Eis que surge o café…

“Do punhado de sementes e de algumas mudas de café trazidas da Guiana Francesa para o Pará, em 1727, pelo oficial português Francisco Melo Palheta, aos revolucionários estudos do Genoma do Café, desenvolvidos nos centros de pesquisas científicas brasileiros, passaram-se 283 anos. Apesar do longo período, e mesmo sendo um dos hábitos mais antigos da humanidade, o café não para de surpreender por sua vitalidade produtiva e pela capacidade de se manter sempre moderno e prazeroso.”

Cafés do Brasil

Há cerca de trezentos anos, o café tem sido uma bebida popular em todo o mundo civilizado, mas pouco se sabe sobre a maneira exata como foi descoberto. Talvez você tenha ouvido algumas lendas antigas sobre cabras pastando nas montanhas, comendo os frutos do cafeeiro, e em seguida dando cabriolas devido às propriedades estimulantes do café.

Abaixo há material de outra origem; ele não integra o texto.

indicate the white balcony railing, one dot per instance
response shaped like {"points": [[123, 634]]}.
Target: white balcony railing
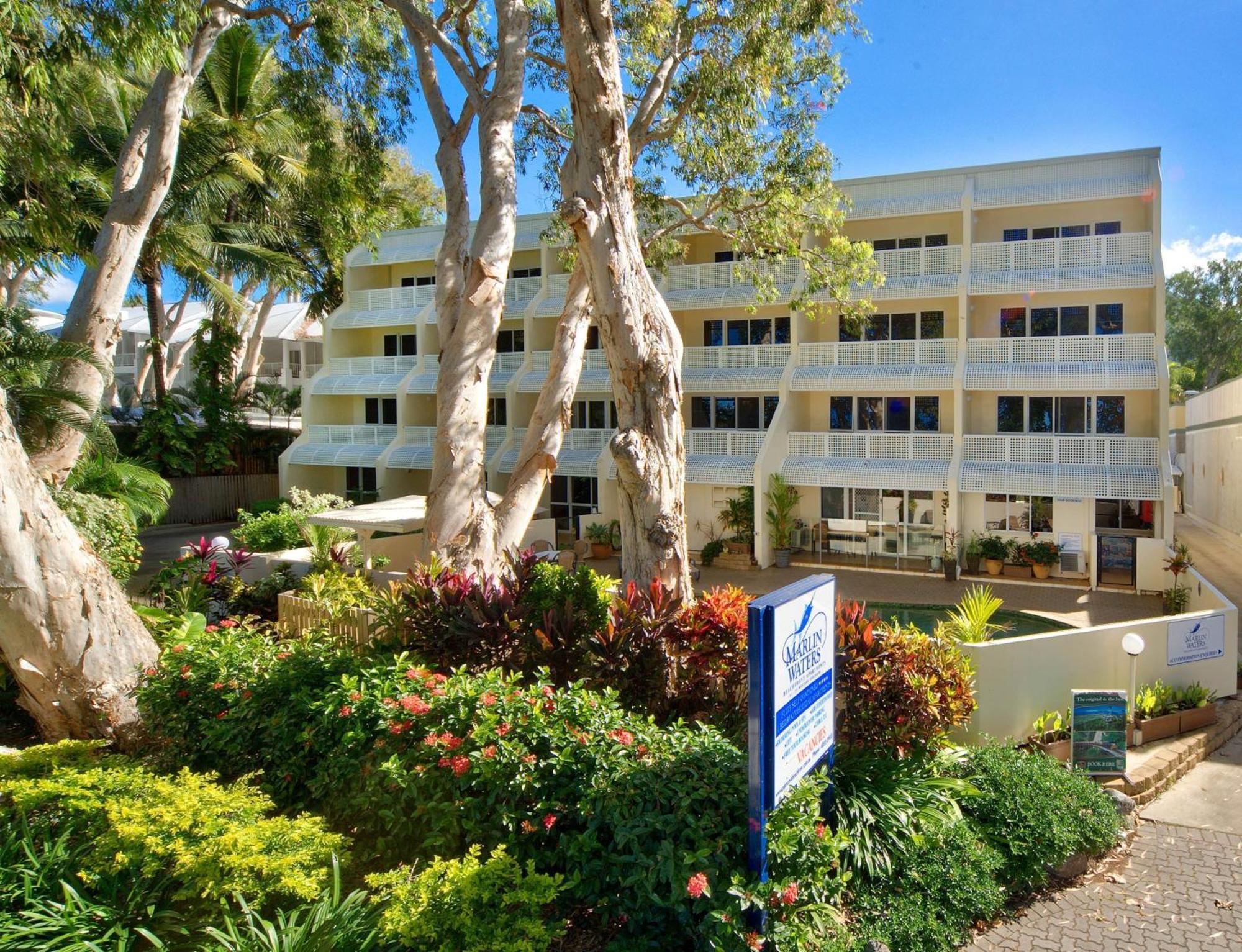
{"points": [[371, 366], [937, 447], [1070, 264], [1063, 450], [363, 435], [856, 353]]}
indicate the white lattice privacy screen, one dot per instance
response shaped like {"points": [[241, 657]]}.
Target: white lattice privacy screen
{"points": [[870, 460], [1102, 466], [343, 445], [365, 376]]}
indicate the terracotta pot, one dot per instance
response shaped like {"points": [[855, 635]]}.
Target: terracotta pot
{"points": [[1198, 717], [1156, 728], [1058, 750]]}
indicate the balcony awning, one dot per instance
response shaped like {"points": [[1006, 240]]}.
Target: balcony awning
{"points": [[1075, 480], [866, 474]]}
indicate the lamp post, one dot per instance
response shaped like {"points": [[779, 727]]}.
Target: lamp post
{"points": [[1132, 643]]}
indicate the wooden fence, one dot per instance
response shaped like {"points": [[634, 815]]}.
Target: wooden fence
{"points": [[297, 614], [217, 499]]}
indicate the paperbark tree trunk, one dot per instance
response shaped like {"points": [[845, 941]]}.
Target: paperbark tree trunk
{"points": [[68, 633], [638, 332], [145, 172]]}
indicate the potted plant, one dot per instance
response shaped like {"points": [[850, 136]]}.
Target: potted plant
{"points": [[1053, 735], [1198, 706], [950, 562], [973, 552], [601, 536], [738, 517], [1154, 715], [994, 550], [783, 501], [1040, 555]]}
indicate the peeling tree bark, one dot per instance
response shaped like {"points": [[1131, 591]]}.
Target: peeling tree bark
{"points": [[640, 338], [68, 632], [145, 172]]}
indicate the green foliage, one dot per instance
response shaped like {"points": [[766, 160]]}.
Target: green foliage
{"points": [[214, 840], [938, 889], [1035, 813], [469, 906], [972, 620], [901, 689], [884, 805], [107, 526]]}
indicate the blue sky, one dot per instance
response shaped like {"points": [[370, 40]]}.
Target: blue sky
{"points": [[961, 83]]}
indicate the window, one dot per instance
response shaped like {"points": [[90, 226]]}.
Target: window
{"points": [[573, 497], [361, 485], [1013, 322], [1018, 514], [932, 325], [511, 342], [1010, 413], [1111, 415], [1133, 515], [401, 346], [897, 413], [381, 410], [927, 414], [1108, 320], [840, 413], [497, 412]]}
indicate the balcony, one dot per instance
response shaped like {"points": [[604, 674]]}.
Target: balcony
{"points": [[365, 376], [384, 307], [876, 366], [720, 285], [1116, 362], [722, 458], [593, 379], [741, 368], [1074, 264], [343, 445], [1077, 466], [870, 460], [579, 451]]}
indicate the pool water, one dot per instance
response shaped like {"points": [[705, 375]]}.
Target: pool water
{"points": [[926, 617]]}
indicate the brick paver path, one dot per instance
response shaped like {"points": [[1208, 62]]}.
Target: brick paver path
{"points": [[1181, 890]]}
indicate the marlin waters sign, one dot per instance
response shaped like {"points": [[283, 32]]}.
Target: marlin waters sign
{"points": [[1197, 639], [792, 712]]}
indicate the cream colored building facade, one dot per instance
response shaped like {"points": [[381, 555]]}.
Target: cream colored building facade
{"points": [[1014, 377]]}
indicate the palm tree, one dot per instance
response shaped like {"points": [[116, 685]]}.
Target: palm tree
{"points": [[29, 361]]}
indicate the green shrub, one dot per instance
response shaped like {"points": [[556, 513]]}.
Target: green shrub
{"points": [[213, 840], [901, 690], [469, 906], [1035, 812], [940, 887], [107, 526]]}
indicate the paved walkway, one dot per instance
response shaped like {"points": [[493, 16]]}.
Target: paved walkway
{"points": [[1182, 887]]}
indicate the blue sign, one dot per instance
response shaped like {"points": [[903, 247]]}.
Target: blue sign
{"points": [[793, 706]]}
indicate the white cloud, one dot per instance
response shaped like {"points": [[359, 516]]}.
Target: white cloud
{"points": [[1187, 254]]}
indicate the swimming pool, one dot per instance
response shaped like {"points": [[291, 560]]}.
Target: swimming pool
{"points": [[926, 617]]}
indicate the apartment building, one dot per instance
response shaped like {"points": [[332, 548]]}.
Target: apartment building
{"points": [[1013, 379]]}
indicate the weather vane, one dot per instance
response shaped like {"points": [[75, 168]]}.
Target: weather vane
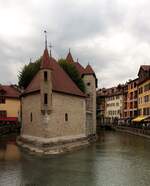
{"points": [[50, 46], [45, 32]]}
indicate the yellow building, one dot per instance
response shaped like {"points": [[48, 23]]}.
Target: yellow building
{"points": [[144, 91], [9, 103]]}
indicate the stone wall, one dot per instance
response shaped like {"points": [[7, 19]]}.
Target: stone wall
{"points": [[53, 125]]}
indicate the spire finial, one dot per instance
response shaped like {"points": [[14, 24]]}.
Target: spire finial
{"points": [[50, 46], [45, 32]]}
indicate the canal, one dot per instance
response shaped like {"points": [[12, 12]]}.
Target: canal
{"points": [[117, 159]]}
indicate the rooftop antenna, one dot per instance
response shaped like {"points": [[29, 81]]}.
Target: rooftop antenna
{"points": [[45, 32]]}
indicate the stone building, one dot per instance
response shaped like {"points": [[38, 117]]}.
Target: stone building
{"points": [[9, 104], [56, 115]]}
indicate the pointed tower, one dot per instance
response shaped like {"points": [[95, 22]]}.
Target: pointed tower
{"points": [[89, 79], [69, 58], [46, 83]]}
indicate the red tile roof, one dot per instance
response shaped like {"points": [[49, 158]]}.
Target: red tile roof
{"points": [[69, 58], [88, 70], [61, 82], [79, 68], [145, 67], [10, 91], [46, 63]]}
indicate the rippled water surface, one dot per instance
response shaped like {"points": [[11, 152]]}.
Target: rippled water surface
{"points": [[117, 159]]}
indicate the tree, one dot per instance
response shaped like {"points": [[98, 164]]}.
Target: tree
{"points": [[27, 73], [71, 70]]}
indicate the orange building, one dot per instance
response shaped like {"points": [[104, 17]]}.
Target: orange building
{"points": [[131, 108], [144, 90]]}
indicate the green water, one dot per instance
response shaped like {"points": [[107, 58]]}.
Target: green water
{"points": [[117, 159]]}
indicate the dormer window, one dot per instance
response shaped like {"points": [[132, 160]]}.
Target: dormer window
{"points": [[45, 76]]}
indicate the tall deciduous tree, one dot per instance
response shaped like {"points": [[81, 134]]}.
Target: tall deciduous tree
{"points": [[71, 70], [27, 73]]}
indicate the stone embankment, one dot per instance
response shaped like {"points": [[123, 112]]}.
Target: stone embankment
{"points": [[136, 131]]}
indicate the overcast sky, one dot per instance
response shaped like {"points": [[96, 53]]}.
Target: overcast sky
{"points": [[112, 35]]}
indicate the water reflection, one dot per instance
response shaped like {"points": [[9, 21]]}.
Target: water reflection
{"points": [[9, 150], [116, 159]]}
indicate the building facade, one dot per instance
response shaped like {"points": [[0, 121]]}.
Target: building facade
{"points": [[9, 103], [144, 91], [110, 104], [131, 110], [54, 109]]}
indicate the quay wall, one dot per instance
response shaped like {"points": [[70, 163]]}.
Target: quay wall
{"points": [[136, 131]]}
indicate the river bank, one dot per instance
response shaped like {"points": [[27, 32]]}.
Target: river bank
{"points": [[136, 131]]}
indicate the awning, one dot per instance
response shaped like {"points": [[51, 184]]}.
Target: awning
{"points": [[140, 118]]}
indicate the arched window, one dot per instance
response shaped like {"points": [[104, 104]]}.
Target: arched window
{"points": [[66, 117]]}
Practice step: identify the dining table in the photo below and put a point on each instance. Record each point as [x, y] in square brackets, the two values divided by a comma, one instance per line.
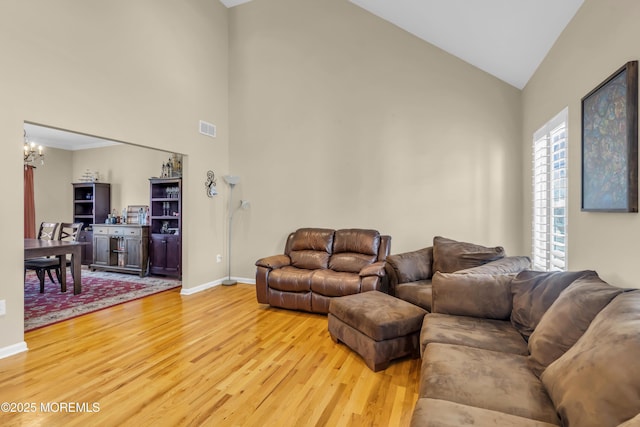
[36, 248]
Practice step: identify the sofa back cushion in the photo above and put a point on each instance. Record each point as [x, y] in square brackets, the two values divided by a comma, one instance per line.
[354, 249]
[567, 319]
[310, 248]
[597, 381]
[450, 256]
[534, 292]
[411, 266]
[474, 295]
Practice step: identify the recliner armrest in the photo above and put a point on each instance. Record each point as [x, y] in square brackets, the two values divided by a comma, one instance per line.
[274, 261]
[375, 269]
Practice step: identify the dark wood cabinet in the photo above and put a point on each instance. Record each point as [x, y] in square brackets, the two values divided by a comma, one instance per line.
[91, 205]
[121, 247]
[165, 223]
[86, 236]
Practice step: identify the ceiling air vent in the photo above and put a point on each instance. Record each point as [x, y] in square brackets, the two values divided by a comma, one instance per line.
[207, 129]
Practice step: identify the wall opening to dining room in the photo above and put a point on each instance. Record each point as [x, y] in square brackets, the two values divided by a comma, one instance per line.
[72, 157]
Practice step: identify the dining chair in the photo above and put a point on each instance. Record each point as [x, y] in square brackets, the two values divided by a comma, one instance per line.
[69, 232]
[47, 231]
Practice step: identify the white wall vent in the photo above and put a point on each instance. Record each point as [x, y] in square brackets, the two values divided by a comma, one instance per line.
[207, 129]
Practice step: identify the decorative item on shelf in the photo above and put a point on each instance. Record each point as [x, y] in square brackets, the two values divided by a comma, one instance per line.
[31, 154]
[136, 214]
[176, 160]
[165, 227]
[173, 167]
[210, 184]
[89, 176]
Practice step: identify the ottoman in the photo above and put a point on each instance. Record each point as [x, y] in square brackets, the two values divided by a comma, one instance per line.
[377, 326]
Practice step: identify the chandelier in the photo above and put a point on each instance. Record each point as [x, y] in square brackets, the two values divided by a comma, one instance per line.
[32, 153]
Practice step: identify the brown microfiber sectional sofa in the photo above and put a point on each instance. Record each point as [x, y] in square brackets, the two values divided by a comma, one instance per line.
[532, 349]
[410, 273]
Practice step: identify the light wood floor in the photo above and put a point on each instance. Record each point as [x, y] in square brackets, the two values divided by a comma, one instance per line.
[216, 358]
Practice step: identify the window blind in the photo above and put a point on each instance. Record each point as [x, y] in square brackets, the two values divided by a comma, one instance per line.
[549, 219]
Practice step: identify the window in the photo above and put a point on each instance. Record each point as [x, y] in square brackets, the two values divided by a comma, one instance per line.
[549, 228]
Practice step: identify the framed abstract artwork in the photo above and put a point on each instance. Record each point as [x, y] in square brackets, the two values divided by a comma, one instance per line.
[610, 143]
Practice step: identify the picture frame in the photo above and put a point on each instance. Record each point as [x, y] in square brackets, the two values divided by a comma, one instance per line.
[610, 143]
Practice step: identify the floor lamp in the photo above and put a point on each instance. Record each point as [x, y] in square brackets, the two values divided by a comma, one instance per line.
[232, 180]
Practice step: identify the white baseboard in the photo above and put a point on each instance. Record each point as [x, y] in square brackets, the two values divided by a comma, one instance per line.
[209, 285]
[13, 349]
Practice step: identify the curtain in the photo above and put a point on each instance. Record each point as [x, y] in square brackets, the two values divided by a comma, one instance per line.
[29, 204]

Existem outras narrativas que falam sobre um fanático religioso expulso de Moca que se refugiou nas montanhas da Arábia. Ele provou alguns frutos estranhos que cresciam num arbusto. Como eram amargos, ele tentou melhorar o sabor tostando-os sobre o fogo. Isso os tornou quebradiços, e ele tentou amolecê-los na água, e quando a água na qual os grãos estavam imersos se tornou marrom, este Sr. Omar (pois este era o seu nome) bebeu e descobriu como aquilo era bom e revigorante. Isso foi lá pelos idos do século treze. Muito antes disso o café crescia à vontade na Abissínia.

 

detalhe dos frutos de um pé de café

O café, até o final do século dezessete, vinha totalmente da Arábia e era conhecido como Moca, o nome da cidade de sua origem. Mais ou menos naquela época, espertos mercadores holandeses, percebendo a crescente demanda e as perspectivas de um novo comércio, induziram seu governo a experimentar a plantação de café nas possessões das Índias Orientais Holandesas. O governador da Ilha de Java distribuiu sementes em várias partes da Ilha e devido à fertilidade do solo e as condições climáticas favoráveis, logo as plantas se desenvolveram. De Java, o café espalhou-se para as Índias Ocidentais e finalmente para a América do Sul e Central, onde o clima era particularmente propício ao rápido desenvolvimento do cafeeiro. Ali o seu cultivo foi feito de maneira extensiva, até agora, e provavelmente 90% de todo o café cultivado vem do Hemisfério Ocidental.

Assim o centro da produção se mudou do antigo mundo para o novo e, com um começo promissor, o café atualmente é uma das produções mais rentáveis do comércio mundial. O consumo chega a 2 bilhões de quilos, dos quais cerca de 57% são fornecidos pelo Brasil. Os Estados Unidos lideram como país consumidor de café, com cerca de metade de toda a quantidade consumida mundialmente. O consumo per capita excede 7 quilos por ano.

O cafeeiro é plantado com as sementes totalmente amadurecidas, selecionadas com esta finalidade. Quando as mudas atingem trinta centímetros de altura, são levadas para a plantação e dispostas em fileiras, com três metros de distância entre elas. Quando estão totalmente crescidas, atingem a altura de 3 metros ou pouco mais.

Cada arbusto produz anualmente até um quilo e meio de café, depois do quarto ou quinto ano. Os cafeeiros podem produzir até os 100 anos de idade, mas seu período mais produtivo vai do 5º ao 50º ano. A folhagem é de um verde escuro brilhante. As flores são pequenas em formato de estrelas, perfumadas, e crescem em cachos.

 

Da Arábia para o mundo

No Brasil, a planta se adaptou melhor na região sudeste, onde é mais largamente produzida. A região do vale do Paraíba, em São Paulo, foi por muito tempo a grande produtora em território nacional. Dali, o café passou a ser produzido em larga escala em outras localidades.

Hoje, o Brasil é líder mundial em exportação do café, sendo o responsável por cerca de 1/3 de toda a produção mundial. Sua produção diversificada – já que o aroma e o sabor do grão dependem diretamente da região e das condições do solo e cultivo existentes – enriquece o mercado com variedades diferentes e muito saborosas da bebida. Nossos cafés chamam a atenção lá fora, onde ganham mais destaque e prestígio a cada dia.

Viva o bendito colono que decidiu introduzir mudas de coffea arabica no Brasil. Mal sabia ele que, ao transpor mudas da Guiana Francesa para o Brasil, estaria dando início a uma revolução econômica e a um salto no paladar do brasileiros, e do mundo.